Hybrid quantum-classical systems: Quasi-free Markovian dynamics

TL;DR

This paper characterizes the most general quasi-free dynamical semigroup for finite-dimensional quantum-classical hybrid systems, generalizing Gaussian dynamics and incorporating classical-quantum interactions and measurement theory.

Contribution

It provides a quantum generalization of the Lévy-Khintchine formula for hybrid systems, including classical and quantum dynamics, and analyzes how classical information can be extracted without perturbing the quantum state.

Findings

Derived the structure of the generator of quasi-free quantum-classical semigroups.

Connected multi-time probabilities to quantum measurement concepts.

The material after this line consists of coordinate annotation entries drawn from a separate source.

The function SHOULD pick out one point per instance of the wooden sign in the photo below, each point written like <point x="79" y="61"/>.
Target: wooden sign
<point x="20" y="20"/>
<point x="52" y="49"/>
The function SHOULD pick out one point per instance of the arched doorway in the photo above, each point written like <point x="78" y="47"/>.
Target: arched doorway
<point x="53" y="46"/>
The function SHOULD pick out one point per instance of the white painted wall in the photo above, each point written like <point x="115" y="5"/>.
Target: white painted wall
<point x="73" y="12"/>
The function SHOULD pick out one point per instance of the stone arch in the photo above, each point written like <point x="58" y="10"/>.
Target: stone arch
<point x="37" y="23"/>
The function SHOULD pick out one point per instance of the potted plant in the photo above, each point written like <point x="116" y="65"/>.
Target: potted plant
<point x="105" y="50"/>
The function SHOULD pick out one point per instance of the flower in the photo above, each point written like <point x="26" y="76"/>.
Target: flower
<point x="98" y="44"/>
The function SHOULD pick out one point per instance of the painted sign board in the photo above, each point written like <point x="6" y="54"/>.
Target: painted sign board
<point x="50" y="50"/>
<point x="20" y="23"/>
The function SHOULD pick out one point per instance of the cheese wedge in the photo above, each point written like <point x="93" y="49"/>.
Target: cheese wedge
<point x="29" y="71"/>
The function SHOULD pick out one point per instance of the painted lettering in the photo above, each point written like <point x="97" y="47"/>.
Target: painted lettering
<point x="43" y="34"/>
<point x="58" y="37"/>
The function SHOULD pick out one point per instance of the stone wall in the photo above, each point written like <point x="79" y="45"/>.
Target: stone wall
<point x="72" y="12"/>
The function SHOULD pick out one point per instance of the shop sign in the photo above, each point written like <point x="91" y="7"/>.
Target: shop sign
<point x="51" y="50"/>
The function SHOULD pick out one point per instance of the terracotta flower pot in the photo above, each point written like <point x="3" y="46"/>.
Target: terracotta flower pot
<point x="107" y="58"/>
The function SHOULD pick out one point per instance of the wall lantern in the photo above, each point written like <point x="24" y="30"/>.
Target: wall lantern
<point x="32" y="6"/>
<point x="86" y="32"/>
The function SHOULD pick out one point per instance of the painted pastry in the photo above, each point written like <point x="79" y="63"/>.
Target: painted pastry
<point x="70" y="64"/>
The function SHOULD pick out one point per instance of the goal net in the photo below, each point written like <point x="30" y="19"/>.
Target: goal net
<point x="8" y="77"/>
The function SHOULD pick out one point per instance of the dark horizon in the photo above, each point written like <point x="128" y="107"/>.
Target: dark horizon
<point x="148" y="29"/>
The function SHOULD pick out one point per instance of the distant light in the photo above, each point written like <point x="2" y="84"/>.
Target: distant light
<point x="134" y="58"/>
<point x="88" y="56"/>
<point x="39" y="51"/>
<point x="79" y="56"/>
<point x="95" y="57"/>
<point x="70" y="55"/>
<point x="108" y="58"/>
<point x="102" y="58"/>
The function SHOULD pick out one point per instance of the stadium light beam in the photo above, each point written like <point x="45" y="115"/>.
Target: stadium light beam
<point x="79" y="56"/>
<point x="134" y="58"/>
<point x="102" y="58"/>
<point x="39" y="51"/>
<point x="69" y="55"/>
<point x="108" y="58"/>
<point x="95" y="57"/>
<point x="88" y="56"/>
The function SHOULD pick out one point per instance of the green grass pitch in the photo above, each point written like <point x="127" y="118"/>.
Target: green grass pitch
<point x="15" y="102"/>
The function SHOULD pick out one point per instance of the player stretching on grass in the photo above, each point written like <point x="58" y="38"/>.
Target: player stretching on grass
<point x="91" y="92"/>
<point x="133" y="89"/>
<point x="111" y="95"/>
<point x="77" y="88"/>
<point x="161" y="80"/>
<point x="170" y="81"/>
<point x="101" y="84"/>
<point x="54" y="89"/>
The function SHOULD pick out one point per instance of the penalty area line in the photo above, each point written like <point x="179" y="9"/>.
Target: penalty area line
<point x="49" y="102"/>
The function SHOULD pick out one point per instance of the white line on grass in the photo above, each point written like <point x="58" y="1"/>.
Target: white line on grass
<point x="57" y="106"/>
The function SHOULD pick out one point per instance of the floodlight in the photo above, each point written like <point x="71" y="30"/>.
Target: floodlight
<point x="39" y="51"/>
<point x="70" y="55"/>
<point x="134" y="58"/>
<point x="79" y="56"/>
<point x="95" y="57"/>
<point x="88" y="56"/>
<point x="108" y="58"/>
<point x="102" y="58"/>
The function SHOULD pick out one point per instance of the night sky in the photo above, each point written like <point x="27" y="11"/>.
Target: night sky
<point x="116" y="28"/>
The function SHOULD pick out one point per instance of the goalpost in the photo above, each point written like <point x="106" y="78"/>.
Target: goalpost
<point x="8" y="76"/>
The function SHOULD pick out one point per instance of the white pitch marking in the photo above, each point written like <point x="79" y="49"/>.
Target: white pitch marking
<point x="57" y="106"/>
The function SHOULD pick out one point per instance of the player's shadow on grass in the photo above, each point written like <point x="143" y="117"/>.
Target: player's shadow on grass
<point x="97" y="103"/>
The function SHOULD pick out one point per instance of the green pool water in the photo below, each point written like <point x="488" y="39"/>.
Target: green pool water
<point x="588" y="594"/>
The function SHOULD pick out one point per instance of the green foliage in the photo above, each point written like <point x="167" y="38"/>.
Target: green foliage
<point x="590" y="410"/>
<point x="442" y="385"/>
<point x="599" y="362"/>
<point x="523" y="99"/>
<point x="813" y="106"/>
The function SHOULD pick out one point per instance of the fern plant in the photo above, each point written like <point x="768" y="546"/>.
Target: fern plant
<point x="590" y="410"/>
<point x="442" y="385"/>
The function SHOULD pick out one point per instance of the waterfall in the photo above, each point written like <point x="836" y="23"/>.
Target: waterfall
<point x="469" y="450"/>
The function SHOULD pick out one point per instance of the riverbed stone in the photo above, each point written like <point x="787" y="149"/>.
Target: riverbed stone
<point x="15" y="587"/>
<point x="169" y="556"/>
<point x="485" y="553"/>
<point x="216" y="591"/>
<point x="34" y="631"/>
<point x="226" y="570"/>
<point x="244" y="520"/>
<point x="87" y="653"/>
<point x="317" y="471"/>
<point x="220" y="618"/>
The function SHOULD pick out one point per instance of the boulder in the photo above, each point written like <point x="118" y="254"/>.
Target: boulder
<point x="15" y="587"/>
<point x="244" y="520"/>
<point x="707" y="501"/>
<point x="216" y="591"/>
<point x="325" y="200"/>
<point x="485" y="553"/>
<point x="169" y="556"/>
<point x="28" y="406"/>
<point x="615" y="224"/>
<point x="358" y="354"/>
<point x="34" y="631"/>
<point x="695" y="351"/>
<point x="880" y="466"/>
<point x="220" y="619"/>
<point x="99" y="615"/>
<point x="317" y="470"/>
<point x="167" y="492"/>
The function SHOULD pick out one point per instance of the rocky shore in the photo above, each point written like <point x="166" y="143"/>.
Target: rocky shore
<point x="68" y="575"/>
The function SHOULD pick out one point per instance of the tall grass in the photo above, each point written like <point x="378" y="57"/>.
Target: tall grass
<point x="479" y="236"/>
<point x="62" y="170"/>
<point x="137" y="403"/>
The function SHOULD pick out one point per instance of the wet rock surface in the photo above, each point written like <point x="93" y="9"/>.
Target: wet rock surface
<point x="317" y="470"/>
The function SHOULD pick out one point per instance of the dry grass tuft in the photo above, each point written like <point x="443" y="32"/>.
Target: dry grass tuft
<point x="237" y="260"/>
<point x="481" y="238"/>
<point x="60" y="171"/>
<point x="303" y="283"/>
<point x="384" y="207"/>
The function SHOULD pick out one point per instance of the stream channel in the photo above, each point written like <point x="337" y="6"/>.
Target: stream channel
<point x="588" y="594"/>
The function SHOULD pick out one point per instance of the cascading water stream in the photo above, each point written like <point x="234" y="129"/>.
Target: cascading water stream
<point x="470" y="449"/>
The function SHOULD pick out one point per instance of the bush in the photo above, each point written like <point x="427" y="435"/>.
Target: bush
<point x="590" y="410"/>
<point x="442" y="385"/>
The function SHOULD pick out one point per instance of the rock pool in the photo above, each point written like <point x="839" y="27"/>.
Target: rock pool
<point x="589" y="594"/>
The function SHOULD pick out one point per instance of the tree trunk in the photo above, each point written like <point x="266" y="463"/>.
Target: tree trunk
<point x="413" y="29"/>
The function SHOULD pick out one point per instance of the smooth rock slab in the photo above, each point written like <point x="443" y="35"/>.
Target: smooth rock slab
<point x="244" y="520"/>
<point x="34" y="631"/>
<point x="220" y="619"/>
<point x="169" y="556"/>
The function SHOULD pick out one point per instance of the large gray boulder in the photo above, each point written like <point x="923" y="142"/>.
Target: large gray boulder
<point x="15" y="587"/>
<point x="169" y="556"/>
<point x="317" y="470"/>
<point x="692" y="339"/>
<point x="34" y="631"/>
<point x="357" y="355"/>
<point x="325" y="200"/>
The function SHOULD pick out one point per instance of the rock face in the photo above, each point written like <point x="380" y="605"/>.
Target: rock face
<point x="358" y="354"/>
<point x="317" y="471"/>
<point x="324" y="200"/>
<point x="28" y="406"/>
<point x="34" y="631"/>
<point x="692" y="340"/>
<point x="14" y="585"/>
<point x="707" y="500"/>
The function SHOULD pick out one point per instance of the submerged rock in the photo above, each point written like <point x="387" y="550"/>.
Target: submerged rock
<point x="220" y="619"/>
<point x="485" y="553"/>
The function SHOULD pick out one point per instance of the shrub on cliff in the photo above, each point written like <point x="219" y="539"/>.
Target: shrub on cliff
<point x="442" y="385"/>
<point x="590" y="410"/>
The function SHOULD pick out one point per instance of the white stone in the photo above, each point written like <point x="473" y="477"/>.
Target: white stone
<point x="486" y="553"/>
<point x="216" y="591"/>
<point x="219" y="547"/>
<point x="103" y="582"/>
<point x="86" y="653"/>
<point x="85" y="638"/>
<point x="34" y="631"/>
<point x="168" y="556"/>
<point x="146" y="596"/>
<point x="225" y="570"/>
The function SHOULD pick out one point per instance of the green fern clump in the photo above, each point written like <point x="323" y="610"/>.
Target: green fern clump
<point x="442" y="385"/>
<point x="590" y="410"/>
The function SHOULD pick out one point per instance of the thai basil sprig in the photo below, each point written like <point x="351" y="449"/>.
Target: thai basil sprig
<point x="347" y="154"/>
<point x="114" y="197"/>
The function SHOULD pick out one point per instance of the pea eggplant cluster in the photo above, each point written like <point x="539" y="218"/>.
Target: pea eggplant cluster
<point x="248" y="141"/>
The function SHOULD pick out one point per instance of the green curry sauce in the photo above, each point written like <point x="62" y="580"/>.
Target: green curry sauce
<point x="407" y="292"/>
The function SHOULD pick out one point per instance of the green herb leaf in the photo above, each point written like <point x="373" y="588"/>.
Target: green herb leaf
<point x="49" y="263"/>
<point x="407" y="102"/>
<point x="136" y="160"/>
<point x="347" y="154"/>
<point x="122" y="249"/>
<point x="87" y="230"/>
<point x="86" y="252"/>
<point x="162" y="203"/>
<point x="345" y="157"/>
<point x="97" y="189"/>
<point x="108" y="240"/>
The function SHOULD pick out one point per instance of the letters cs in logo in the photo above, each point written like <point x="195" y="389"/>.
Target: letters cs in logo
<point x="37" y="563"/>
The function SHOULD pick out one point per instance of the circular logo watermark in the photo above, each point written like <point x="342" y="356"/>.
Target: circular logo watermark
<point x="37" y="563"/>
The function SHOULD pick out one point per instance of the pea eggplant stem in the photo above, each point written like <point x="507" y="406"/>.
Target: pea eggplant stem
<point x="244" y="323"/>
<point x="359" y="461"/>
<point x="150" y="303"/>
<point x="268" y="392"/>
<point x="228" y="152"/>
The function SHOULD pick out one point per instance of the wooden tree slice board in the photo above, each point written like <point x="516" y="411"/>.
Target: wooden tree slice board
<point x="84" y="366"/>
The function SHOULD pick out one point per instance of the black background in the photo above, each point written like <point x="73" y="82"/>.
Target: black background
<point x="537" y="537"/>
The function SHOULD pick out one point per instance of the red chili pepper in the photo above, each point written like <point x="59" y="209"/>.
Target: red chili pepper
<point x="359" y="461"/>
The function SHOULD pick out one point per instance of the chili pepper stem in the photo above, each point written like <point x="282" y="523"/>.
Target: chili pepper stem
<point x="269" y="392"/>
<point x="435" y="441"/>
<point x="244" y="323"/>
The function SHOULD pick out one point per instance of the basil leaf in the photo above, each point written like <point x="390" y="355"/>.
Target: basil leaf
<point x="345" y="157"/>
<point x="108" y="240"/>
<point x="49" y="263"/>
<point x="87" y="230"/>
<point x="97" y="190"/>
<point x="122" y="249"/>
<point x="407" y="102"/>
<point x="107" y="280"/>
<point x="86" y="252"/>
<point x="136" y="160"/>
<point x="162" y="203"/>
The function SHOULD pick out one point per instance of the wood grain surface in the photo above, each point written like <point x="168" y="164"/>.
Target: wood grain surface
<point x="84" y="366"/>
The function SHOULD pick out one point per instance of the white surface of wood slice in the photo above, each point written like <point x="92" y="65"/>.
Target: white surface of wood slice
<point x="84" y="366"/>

Demonstrated how classical systems can input noise and extract information from quantum systems.

Abstract

In the case of a quantum-classical hybrid system with a finite number of degrees of freedom, the problem of characterizing the most general dynamical semigroup is solved, under the restriction of being quasi-free. This is a generalization of a Gaussian dynamics, and it is defined by the property of sending (hybrid) Weyl operators into Weyl operators in the Heisenberg description. The result is a quantum generalization of the L\'evy-Khintchine formula; Gaussian and jump contributions are included. As a byproduct, the most general quasi-free quantum-dynamical semigroup is obtained; on the classical side the Liouville equation and the Kolmogorov-Fokker-Planck equation are included. As a classical subsystem can be observed, in principle, without perturbing it, information can be extracted from the quantum system, even in continuous time; indeed, the whole construction is related to the theory of quantum measurements in continuous time. While the dynamics is formulated to give the hybrid state at a generic time $t$, we show how to extract multi-time probabilities and how to connect them to the quantum notions of positive operator valued measure and instrument. The structure of the generator of the dynamical semigroup is analized, in order to understand how to go on to non quasi-free cases and to understand the possible classical-quantum interactions; in particular, all the interaction terms which allow to extract information from the quantum system necessarily vanish if no dissipation is present in the dynamics of the quantum component. A concrete example is given, showing how a classical component can input noise into a quantum one and how the classical system can extract information on the behaviour of the quantum one.